The UK Supreme Court has decided that it is too late for Nigerian citizens to sue two Shell subsidiaries over a 2011 oil spill that caused significant damage to the coastal area where they reside.
According to Reuters, one of several legal disputes Shell has faced in London courts from Niger Delta residents who have reportedly suffered from pollution, conflict, and corruption linked to the oil and gas sector.
The spill happened during the loading of an oil tanker at Shell’s Bonga oil field, which is 120 km off the delta coast, and led to the leakage of an estimated 40,000 barrels of crude oil.
A group of 27,800 individuals and 457 communities had tried to sue Shell, claiming that their lands, waterways, farming, fishing, drinking water, mangrove forests, and religious shrines were polluted as a result of the oil slick.

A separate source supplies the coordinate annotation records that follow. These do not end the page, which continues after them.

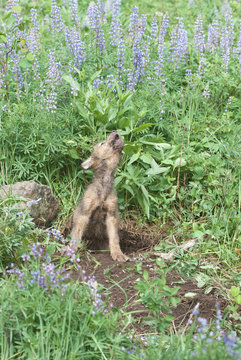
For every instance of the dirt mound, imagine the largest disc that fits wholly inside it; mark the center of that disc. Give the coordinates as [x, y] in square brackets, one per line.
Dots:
[119, 280]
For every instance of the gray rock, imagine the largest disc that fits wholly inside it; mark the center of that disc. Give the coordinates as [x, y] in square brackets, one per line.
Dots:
[42, 205]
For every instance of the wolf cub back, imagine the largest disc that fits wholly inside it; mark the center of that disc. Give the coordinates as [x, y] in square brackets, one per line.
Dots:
[96, 217]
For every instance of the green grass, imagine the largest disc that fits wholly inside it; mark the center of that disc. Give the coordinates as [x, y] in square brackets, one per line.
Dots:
[181, 162]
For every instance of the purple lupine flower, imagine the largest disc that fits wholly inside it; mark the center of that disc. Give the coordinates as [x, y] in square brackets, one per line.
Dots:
[202, 66]
[120, 49]
[199, 35]
[226, 41]
[47, 90]
[17, 73]
[75, 46]
[134, 23]
[213, 36]
[161, 46]
[115, 24]
[141, 26]
[154, 29]
[179, 43]
[56, 19]
[138, 62]
[230, 342]
[101, 7]
[11, 3]
[94, 16]
[164, 26]
[206, 92]
[74, 11]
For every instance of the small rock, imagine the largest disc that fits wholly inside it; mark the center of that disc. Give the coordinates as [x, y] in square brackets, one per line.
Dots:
[42, 205]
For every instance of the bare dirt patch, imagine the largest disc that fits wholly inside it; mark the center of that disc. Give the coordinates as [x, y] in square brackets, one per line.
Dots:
[119, 279]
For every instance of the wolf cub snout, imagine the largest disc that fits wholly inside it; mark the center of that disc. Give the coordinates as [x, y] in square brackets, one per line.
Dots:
[96, 216]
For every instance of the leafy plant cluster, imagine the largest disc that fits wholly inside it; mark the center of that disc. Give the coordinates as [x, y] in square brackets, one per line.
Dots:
[173, 94]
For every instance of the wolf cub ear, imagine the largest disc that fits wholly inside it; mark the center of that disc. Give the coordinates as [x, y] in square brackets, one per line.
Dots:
[87, 164]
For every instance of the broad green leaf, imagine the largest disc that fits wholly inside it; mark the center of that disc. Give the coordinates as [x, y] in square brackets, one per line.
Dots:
[180, 162]
[3, 38]
[142, 128]
[238, 300]
[16, 8]
[10, 21]
[130, 149]
[235, 290]
[50, 249]
[156, 169]
[112, 113]
[30, 57]
[82, 111]
[190, 294]
[133, 158]
[123, 122]
[146, 158]
[73, 153]
[145, 275]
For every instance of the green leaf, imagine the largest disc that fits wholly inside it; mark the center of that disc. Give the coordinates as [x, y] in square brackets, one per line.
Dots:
[50, 249]
[123, 122]
[235, 290]
[112, 113]
[74, 84]
[82, 111]
[16, 8]
[133, 158]
[190, 294]
[142, 128]
[10, 21]
[131, 149]
[73, 153]
[180, 162]
[156, 169]
[25, 64]
[30, 57]
[238, 300]
[3, 38]
[146, 158]
[145, 275]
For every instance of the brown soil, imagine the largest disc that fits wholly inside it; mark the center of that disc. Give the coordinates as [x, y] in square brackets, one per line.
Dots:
[119, 280]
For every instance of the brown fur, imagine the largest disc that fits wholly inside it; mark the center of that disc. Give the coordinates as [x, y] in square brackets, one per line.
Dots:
[96, 216]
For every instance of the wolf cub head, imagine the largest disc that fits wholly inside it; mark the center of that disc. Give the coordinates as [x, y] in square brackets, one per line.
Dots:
[107, 153]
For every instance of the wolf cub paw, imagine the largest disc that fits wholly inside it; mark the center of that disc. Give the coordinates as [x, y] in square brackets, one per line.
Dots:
[119, 256]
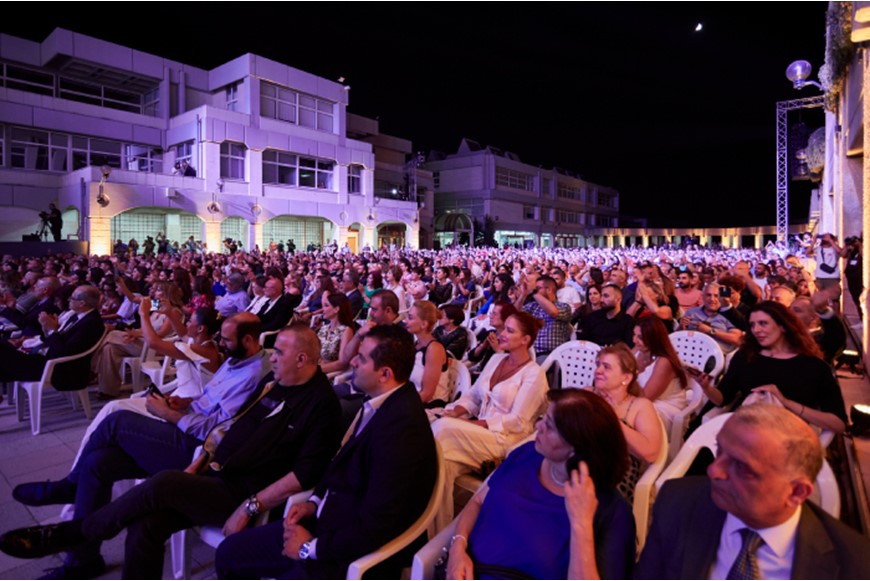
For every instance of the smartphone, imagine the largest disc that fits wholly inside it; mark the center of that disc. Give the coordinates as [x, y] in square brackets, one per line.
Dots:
[573, 462]
[152, 390]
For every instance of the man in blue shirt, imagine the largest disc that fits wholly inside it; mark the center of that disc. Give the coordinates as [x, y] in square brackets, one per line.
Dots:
[129, 445]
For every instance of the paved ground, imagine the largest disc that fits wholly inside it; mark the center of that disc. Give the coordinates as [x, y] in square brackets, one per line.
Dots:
[24, 458]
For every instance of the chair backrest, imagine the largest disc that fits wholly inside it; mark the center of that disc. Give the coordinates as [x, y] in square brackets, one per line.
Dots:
[826, 493]
[366, 562]
[458, 377]
[576, 361]
[696, 349]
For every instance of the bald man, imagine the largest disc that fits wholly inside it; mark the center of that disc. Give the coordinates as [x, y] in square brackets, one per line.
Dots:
[281, 444]
[764, 472]
[130, 445]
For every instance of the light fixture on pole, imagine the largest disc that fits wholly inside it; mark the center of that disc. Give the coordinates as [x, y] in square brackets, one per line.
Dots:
[102, 197]
[798, 73]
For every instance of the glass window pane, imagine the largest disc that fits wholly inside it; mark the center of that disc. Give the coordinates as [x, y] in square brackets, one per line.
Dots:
[287, 112]
[267, 107]
[307, 118]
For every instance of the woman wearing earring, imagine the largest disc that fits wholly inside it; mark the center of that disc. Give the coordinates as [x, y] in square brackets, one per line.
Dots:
[616, 382]
[523, 523]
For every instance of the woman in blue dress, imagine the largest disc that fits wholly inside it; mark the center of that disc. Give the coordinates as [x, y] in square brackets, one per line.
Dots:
[522, 524]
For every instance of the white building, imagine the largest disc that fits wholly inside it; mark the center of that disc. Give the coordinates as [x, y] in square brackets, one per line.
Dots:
[268, 143]
[528, 205]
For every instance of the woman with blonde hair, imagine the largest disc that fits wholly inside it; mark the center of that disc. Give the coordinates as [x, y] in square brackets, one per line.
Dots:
[616, 381]
[497, 412]
[429, 375]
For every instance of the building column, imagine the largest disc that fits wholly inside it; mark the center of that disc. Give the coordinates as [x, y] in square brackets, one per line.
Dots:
[99, 235]
[213, 235]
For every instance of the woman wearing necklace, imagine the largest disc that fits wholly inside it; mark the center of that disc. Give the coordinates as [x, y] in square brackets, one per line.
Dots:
[497, 412]
[429, 375]
[616, 382]
[780, 359]
[526, 520]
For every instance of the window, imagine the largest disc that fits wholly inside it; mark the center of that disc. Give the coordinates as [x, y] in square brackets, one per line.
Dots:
[232, 95]
[354, 179]
[184, 152]
[298, 108]
[529, 212]
[514, 179]
[279, 168]
[314, 173]
[232, 160]
[568, 191]
[567, 217]
[292, 170]
[143, 158]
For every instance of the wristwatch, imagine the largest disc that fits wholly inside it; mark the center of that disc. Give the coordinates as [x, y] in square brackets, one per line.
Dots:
[252, 506]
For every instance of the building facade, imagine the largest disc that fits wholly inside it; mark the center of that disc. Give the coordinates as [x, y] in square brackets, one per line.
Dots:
[521, 203]
[107, 133]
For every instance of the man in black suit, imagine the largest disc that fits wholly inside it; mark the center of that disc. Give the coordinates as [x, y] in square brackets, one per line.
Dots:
[350, 287]
[74, 332]
[277, 310]
[280, 445]
[375, 488]
[767, 461]
[44, 292]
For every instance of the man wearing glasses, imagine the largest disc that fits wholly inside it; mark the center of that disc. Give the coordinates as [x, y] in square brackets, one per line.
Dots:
[73, 332]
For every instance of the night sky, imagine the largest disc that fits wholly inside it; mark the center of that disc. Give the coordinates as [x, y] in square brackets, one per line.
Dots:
[629, 95]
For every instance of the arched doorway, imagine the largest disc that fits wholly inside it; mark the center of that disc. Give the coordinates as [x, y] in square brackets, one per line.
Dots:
[304, 231]
[140, 223]
[235, 228]
[392, 235]
[453, 228]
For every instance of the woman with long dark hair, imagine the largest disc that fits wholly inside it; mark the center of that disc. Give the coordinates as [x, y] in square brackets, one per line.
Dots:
[524, 522]
[662, 377]
[779, 359]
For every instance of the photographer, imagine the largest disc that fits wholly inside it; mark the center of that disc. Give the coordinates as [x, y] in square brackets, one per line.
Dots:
[706, 319]
[55, 221]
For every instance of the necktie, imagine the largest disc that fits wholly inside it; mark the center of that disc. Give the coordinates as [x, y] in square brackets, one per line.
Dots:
[746, 565]
[69, 323]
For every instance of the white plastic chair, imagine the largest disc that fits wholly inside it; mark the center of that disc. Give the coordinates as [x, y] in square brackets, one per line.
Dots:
[826, 493]
[644, 490]
[576, 360]
[159, 372]
[458, 378]
[695, 349]
[135, 366]
[34, 389]
[695, 400]
[179, 542]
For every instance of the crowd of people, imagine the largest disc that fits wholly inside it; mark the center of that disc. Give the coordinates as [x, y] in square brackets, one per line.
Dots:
[353, 353]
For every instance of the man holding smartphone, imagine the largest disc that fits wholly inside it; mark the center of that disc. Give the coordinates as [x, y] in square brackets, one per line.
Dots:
[707, 319]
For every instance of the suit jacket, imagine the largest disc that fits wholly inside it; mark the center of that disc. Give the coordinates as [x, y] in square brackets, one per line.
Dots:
[80, 337]
[378, 484]
[686, 527]
[28, 321]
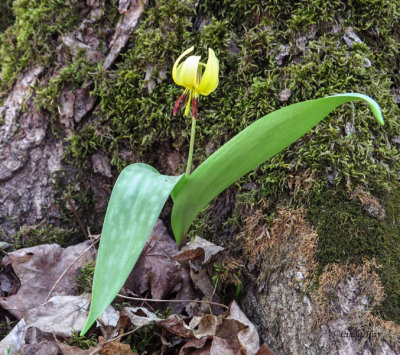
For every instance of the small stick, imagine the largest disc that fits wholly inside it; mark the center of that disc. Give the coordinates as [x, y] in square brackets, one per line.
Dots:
[66, 270]
[176, 301]
[71, 205]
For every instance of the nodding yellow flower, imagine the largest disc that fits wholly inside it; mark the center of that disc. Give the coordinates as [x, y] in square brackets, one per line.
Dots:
[196, 77]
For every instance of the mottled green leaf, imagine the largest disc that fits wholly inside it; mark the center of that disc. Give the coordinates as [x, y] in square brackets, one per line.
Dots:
[135, 204]
[247, 150]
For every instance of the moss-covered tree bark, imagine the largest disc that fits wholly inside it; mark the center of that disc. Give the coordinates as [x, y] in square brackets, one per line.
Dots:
[313, 234]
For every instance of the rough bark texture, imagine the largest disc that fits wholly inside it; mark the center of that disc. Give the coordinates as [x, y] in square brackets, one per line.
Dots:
[118, 111]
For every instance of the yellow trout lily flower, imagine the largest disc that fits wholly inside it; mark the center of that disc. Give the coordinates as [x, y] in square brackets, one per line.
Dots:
[197, 78]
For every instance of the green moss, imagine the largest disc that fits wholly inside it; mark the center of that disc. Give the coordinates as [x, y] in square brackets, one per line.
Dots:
[346, 233]
[83, 342]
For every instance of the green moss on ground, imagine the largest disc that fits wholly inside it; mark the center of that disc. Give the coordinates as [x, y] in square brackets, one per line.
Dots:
[347, 233]
[30, 236]
[6, 14]
[34, 36]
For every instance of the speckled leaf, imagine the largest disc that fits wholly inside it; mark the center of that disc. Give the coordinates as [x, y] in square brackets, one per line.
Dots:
[246, 151]
[135, 204]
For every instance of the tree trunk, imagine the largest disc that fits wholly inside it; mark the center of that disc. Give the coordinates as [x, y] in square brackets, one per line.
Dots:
[313, 234]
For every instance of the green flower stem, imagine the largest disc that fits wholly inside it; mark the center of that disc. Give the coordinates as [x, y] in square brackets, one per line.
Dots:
[192, 133]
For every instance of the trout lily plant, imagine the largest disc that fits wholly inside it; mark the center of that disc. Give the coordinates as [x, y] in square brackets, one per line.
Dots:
[141, 191]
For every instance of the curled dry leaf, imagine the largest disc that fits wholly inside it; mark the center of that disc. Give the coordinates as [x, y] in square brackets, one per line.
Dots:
[38, 269]
[157, 272]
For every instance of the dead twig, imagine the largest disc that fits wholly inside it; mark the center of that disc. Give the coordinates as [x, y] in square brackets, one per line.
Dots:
[69, 266]
[71, 205]
[175, 301]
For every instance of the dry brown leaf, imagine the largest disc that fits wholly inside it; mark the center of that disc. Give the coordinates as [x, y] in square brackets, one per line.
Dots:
[38, 268]
[199, 248]
[46, 347]
[116, 348]
[139, 316]
[230, 333]
[265, 350]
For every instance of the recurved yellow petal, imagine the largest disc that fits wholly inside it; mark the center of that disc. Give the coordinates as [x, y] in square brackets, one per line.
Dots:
[176, 69]
[209, 80]
[188, 73]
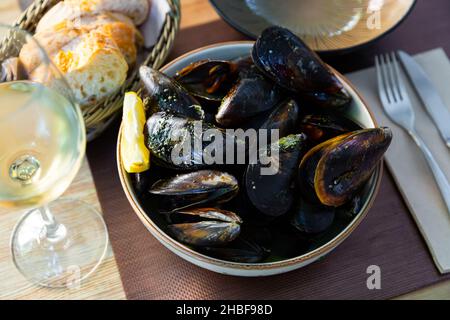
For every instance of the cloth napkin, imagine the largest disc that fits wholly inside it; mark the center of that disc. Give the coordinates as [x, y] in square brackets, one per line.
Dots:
[406, 162]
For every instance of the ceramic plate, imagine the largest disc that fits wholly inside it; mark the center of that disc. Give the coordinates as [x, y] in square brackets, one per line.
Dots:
[325, 25]
[358, 111]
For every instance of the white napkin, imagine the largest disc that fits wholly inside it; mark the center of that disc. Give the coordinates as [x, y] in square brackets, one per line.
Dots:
[405, 160]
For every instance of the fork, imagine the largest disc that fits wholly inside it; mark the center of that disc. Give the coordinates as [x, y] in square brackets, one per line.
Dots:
[397, 105]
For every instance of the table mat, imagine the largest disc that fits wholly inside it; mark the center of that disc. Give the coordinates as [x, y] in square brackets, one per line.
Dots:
[388, 238]
[419, 189]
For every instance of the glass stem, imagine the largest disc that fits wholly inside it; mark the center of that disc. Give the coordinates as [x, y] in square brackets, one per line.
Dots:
[53, 230]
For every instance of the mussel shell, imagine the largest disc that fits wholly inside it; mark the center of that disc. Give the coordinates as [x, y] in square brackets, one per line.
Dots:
[141, 181]
[250, 96]
[273, 194]
[208, 79]
[166, 134]
[312, 218]
[322, 127]
[284, 118]
[284, 57]
[166, 94]
[194, 189]
[219, 227]
[334, 170]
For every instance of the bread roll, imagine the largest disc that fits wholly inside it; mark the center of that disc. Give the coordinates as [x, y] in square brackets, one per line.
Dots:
[93, 68]
[136, 11]
[123, 34]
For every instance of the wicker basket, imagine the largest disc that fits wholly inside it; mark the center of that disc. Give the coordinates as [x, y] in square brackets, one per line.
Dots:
[99, 116]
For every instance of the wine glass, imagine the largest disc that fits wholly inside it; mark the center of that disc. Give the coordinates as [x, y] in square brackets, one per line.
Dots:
[58, 243]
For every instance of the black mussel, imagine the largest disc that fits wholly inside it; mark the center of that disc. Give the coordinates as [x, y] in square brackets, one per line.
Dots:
[241, 250]
[312, 218]
[323, 127]
[284, 118]
[271, 192]
[334, 170]
[166, 94]
[251, 95]
[208, 79]
[141, 181]
[195, 189]
[284, 57]
[182, 144]
[208, 227]
[352, 208]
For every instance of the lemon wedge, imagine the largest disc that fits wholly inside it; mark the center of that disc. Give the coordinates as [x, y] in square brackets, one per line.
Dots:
[134, 153]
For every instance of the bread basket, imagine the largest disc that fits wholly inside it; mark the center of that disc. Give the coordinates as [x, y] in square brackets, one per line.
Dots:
[98, 116]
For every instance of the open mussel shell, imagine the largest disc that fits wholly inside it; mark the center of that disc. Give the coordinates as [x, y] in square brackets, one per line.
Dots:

Nevertheless, a panel of five Supreme Court justices unanimously upheld previous rulings by two lower courts that found they had exceeded the six-year legal time limit for bringing their case to court.
According to the claimants’ lawyers, the negative effects of the pollution constitute a “continuing nuisance,” which is a type of civil wrong. This would have meant that the legal deadline for taking action would not apply.
Justice Andrew Burrows, announcing the verdict, said, “The Supreme Court rejects the claimants’ submission. There was no continuing nuisance in this case.”
Although Shell contested the claimants’ accusations, arguing that the Bonga spill had no impact on the shoreline, the court did not rule on the contested facts since it was solely concerned with deciding the legal point related to the nuisance.
Although only two Nigerian citizens were appellants in the Supreme Court case, the ruling would also apply to the thousands of other claimants. Shell said that the decision by the Supreme Court meant that all legal claims related to the spill had been terminated in English courts.
A Shell spokesperson said, “While the 2011 Bonga spill was highly regrettable, it was swiftly contained and cleaned up offshore.”